# Wal mart and Winchester.40 SW.



## rseasy1 (Sep 14, 2010)

I purchase the .40 cal. Winchester in 165 gr. and 180 gr.bullets from walmart and shoot about 100 rd's
a week on my day off from work and was wondering if the brass is worth keeping thought maybe someone local could reload if it is cost affective or just keep it to cash it in for scrap as they are fairly heavy and will add up quickly.
Are they good for reloading or just scraping?


----------



## recoilguy (Apr 30, 2009)

It is cost effective to reload. 

If you save it and don't reload someone would probably buy the cases from you if you have enough of them. You will get more then scrap that way. 

There is a kid who rummages brass at the range I belong to and bags it and sells it for 20 buck per 1000. I ussually buy it from him, I like to see a kid be a business man and take some inititive. 20 bucks per 1000 for clean brass is a good deal. Then I don't have to pick and bend and seperate and clean either.

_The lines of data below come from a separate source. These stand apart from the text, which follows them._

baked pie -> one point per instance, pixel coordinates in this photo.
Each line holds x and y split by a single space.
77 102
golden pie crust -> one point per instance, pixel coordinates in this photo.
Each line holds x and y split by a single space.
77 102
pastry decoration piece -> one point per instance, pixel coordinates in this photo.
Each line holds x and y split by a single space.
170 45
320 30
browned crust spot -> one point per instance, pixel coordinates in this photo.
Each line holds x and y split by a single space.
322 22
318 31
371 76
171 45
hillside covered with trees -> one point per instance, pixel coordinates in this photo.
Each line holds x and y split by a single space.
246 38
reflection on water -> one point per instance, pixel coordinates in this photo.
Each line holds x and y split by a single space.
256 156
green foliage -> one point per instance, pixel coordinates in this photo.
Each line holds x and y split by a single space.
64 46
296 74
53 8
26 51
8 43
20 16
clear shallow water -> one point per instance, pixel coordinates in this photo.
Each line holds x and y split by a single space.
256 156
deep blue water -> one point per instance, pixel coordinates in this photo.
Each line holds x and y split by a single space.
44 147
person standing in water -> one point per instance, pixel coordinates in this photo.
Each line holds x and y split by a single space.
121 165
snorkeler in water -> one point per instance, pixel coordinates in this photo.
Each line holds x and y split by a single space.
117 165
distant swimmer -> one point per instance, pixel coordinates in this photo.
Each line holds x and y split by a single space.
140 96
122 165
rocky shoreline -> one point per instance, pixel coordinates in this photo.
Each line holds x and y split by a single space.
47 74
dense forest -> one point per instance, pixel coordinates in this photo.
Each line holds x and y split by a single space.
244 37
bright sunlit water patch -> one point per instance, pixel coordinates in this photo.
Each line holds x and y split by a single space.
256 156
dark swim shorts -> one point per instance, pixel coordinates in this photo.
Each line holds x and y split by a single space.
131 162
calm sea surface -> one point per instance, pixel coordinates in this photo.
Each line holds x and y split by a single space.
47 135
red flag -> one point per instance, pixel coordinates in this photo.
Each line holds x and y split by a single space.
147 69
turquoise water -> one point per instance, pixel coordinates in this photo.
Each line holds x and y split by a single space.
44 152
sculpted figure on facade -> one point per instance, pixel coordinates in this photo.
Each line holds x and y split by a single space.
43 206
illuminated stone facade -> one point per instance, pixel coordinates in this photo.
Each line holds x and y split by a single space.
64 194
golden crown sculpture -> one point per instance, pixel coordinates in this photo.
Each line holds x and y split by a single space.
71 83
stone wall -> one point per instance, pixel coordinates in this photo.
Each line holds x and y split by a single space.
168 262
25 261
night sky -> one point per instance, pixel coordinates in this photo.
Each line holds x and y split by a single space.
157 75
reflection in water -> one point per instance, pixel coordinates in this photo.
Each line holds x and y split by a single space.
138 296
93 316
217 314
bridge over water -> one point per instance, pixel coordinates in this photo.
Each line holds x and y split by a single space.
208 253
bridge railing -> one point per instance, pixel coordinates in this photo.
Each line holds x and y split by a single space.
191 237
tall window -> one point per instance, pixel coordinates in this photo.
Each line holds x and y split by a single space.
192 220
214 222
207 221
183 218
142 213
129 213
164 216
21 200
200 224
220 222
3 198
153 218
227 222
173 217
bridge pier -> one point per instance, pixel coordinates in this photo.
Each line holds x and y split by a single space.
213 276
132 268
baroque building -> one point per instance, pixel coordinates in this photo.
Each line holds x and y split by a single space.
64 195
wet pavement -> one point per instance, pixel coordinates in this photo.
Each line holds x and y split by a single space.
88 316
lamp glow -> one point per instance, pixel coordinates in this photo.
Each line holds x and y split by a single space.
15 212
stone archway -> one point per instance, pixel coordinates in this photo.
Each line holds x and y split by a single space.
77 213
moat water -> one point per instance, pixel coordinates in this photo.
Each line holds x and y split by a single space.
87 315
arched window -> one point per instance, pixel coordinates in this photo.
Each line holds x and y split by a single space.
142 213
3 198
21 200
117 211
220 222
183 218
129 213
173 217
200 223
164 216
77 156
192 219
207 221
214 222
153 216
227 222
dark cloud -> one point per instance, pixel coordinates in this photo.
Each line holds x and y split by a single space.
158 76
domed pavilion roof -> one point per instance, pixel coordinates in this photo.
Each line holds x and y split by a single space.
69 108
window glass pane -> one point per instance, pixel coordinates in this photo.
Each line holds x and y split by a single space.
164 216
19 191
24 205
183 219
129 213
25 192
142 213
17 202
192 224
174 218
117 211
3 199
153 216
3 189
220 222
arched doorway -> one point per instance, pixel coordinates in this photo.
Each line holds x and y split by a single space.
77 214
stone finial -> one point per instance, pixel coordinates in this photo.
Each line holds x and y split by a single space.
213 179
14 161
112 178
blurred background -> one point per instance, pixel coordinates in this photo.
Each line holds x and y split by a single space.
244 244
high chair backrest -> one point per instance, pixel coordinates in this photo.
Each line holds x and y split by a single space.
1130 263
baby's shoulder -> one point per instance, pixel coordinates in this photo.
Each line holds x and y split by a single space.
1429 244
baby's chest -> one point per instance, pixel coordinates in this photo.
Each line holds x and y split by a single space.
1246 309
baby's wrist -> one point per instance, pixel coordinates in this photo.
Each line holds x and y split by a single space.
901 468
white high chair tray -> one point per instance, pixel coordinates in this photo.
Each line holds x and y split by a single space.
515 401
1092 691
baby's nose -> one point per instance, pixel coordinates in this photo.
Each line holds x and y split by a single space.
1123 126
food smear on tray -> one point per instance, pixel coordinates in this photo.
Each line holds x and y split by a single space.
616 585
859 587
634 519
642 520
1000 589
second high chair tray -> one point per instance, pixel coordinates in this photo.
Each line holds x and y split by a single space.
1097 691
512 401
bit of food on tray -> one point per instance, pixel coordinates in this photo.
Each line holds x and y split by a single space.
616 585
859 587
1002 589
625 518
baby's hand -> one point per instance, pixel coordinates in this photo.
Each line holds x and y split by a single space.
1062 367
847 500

Its up to you. If you won't use leave it ofr someone who will

RCG


----------



## rseasy1 (Sep 14, 2010)

*Rcg*

A kid gathering brass at the range is a good place for brass scrap source that is.
I'm fifty years old and in my younger days
alot of kids did things to make money these days no many want to do that,
two thumbs up to the little guy hope he is able to collect enough and stay away from trouble doing it.
Like you said at least he's making a go at it.


----------